Why it matters: If you contribute less than the minimum needed in a year, you miss part of the government contribution. Self-employed members and those not contributing through wages often have to top up manually before the end of June to claim the full amount.
| Source | Where It Comes From | Condition |
|---|---|---|
| You | A percentage of your gross pay | You choose the rate |
| Employer | On top of your pay | Usually while you contribute |
| Government | Annual contribution | Contribute enough and meet eligibility |
Your employee KiwiSaver contribution appears as a deduction from your gross pay, alongside PAYE, the ACC levy, and any student loan repayment. The employer contribution may also be shown, though it is paid on top rather than deducted from you.
If you are self-employed, contracting, or between jobs, contributions are not deducted automatically. You can still contribute by paying your provider or Inland Revenue directly, in regular amounts or lump sums.
You can change your employee rate by telling your employer, moving between the available percentages. If money is tight you can apply for a savings suspension after an initial period of membership, though suspending stops the employer and may stop the government money too.
The single most valuable rule is to contribute at least enough to get the full employer and government contributions. That money is a guaranteed return you cannot get anywhere else.
Opting out gives you a little more each payday but throws away the employer contribution and the government contribution. Over a career that is a very expensive trade.
With no automatic deductions, it is easy to contribute too little in a year and miss part of the government contribution. Set a reminder before 30 June.
Contributing above the minimum is great for your own balance, but the government contribution is capped, so going beyond the threshold does not earn extra government money. It still earns employer contributions where they apply.

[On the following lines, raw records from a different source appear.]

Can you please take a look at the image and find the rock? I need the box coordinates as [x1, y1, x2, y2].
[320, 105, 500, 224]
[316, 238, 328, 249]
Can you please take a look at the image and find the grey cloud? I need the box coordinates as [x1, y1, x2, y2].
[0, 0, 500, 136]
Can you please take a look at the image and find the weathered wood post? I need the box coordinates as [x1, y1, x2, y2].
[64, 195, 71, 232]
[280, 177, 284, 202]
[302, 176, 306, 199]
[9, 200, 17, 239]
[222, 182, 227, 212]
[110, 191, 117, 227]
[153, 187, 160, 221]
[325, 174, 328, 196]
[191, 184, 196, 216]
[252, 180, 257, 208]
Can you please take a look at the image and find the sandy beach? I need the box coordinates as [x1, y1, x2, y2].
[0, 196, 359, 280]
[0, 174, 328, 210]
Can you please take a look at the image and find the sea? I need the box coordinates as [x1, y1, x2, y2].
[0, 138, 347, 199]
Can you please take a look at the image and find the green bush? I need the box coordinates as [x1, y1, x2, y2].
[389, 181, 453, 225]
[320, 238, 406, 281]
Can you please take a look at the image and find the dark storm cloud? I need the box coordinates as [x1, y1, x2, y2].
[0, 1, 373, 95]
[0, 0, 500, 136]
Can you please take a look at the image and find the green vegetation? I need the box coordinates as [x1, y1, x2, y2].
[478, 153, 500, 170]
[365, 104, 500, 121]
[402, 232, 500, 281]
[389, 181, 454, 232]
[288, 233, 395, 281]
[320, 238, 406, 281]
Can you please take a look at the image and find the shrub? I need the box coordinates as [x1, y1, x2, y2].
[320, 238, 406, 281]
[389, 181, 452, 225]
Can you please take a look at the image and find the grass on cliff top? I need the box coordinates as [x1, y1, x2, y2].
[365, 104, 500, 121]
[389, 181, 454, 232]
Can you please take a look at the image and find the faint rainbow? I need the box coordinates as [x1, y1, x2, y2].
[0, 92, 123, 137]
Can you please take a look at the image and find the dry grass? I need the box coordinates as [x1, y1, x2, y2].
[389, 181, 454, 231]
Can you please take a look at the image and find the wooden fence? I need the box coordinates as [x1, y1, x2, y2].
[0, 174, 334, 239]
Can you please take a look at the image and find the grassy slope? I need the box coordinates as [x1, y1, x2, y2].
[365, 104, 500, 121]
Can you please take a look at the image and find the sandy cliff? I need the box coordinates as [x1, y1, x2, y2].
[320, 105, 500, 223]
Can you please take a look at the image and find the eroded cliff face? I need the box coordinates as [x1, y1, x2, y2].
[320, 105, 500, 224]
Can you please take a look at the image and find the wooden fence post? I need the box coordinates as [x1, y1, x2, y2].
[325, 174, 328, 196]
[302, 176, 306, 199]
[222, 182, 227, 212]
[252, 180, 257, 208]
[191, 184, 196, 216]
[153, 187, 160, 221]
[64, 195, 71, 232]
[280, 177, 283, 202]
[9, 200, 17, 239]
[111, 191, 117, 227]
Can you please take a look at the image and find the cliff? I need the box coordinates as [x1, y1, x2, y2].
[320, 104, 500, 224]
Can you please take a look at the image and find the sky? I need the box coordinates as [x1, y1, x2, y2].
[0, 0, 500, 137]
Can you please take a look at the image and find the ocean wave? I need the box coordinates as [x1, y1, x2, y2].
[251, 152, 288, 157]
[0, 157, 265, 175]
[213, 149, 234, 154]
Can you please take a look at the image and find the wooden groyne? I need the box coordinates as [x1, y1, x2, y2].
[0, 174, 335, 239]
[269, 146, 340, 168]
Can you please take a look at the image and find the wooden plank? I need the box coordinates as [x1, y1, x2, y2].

Use the KiwiSaver Calculator to see how different contribution rates change your projected balance, and the KiwiSaver Fee Calculator to check the impact of fees.
Final word: KiwiSaver is one of the few places you can get money added to your savings by both your employer and the government. The contributions are not complicated once you see the three sources clearly. Contribute enough to capture all the free money, lift your rate when you can, and check your payslip so nothing slips through. This is general information, not personalised advice. The exact rates and dollar amounts are set by the government and can change, so confirm the current figures.